Hacker News new | ask | show | jobs
by joe_the_user 2744 days ago
You have a classifier for credit assignment (giving a loan, etc.). The classifier is 99% accurate on the entire population. The classifier is 55% accurate on a small minority.

Uh, concerning this hypothetical.

I'll admit a scenario of this sort sounds appealing at first blush. But "99%" accuracy rate with credit assignment is transparently absurd if considers it for a second. There is a clear, significant limit to the accuracy that can being assigned to anyone's credit, if credit means "actually repaying". The fundamental uncertainty of the economy guarantees this.

The distinction between this ideal (99%-55%) and whatever it might be in reality ( 65%-55%) matters. What's is the system is squeezing a few more percentage points out of data for a large company. And what is the cost of those percentage points?

[EDIT: ACTUALLY - the pernicious scenario is a system that isn't not any MORE accurate for any group than any other BUT which is NEGATIVELY biased against one group and POSITIVELY biased against another group. That situation is EASY to get when one unselectively slurps up any data available.

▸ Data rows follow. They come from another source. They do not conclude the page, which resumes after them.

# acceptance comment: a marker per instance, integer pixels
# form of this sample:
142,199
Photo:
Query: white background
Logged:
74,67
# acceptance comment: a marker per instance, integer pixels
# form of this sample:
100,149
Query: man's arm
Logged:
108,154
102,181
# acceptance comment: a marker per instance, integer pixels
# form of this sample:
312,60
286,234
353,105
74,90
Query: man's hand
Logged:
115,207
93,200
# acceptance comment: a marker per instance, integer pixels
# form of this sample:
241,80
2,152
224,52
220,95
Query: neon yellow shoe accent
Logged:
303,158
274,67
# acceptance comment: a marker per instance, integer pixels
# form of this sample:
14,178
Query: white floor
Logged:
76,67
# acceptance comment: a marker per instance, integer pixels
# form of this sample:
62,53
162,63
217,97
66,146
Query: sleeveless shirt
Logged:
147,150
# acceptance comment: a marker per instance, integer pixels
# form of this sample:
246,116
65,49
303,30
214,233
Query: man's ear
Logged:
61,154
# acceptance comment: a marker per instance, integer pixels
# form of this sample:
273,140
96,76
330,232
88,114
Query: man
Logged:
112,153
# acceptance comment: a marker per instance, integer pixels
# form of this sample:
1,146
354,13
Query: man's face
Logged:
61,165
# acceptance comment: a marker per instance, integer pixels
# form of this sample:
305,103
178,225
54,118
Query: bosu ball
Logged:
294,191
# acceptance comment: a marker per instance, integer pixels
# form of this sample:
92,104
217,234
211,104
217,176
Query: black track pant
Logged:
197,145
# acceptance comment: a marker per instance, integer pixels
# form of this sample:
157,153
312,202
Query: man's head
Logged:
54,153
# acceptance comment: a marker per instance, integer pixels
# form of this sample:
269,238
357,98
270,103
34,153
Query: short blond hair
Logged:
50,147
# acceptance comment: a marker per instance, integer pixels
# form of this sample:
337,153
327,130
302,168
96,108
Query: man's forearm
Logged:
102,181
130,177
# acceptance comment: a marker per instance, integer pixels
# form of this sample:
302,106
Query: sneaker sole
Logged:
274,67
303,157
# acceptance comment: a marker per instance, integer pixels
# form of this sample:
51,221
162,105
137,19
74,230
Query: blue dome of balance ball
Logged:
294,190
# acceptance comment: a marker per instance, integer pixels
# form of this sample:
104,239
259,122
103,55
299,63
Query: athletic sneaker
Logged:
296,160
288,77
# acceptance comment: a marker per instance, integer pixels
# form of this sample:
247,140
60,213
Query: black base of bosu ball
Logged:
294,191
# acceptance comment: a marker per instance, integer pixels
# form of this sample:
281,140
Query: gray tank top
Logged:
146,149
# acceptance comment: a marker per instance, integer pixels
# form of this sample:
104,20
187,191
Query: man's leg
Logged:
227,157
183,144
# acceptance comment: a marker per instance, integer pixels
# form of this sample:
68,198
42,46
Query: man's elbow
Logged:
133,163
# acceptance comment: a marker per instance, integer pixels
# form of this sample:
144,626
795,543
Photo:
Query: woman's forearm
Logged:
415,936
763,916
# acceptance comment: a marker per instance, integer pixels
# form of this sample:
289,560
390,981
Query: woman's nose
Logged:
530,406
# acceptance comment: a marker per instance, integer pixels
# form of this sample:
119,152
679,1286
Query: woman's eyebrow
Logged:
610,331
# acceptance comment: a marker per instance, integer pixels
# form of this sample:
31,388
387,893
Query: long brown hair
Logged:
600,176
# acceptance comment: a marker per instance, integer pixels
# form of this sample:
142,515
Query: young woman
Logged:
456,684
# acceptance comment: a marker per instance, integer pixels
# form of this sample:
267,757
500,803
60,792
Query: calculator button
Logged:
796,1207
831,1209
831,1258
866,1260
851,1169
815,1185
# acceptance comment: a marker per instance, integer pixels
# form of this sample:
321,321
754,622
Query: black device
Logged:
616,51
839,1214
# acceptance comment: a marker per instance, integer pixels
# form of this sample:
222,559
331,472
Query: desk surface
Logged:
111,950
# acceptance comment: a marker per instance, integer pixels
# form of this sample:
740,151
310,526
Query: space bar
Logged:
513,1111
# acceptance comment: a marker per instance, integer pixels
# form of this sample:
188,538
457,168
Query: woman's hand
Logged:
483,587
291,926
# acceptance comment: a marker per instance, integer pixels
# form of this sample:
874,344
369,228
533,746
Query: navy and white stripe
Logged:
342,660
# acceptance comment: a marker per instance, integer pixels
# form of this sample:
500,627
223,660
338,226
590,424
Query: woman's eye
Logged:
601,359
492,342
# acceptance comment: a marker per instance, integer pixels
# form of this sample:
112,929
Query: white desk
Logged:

The inaccuracy of predictor is a problem for the company, the biasedness of the predictor is a problem of the individuals discriminated against]

The situation is that a company really can a total better prediction rate for various desired qualities by using completely biased, unfair markers. (White-skin, went to "a good school", from a wealthy background, dresses well, attractive features...). When one allows "black box optimization" to get those features, what one does is allow the use of these considerations, which all otherwise legally off-limits. Legal strictures against discrimination say that objective measures of black people's ability need to be it, not because other measures never matter but because other measures are unfair, other measures don't consider past discrimination.

As a further example, outside of race or gender considerations, some percentage of employees may be forced to care for a sick relative. Maybe that makes them a potentially less effective employee or worse credit risk or whatever. Human evaluators might have values that such questions outside consideration. For an opaque multidimensional analysis, this may a ding - the human user doesn't even know if it's a ding.

1 comments

You are thinking too US-centric here. There are jurisdictions where this is allowed.

Also don't stare yourself blind on the numbers.

Do you unfairly deny 5 minorities or erroneously deny 10 genpop?

This is reality for today's data scientists.

Right now in the US: You find an informative variable that acts as a proxy for race (such as Facebook likes). It is not forbidden by law to use it, but you have the data showing the proxy effect. Will you add it to the CTR model and get a raise, or do you act and speak up?

Will you let the trolley follow its course and run over 10.000 Chinese dissidents, or make the switch and run over 100 of your colleagues (and friends) who would benefit from a China expansion?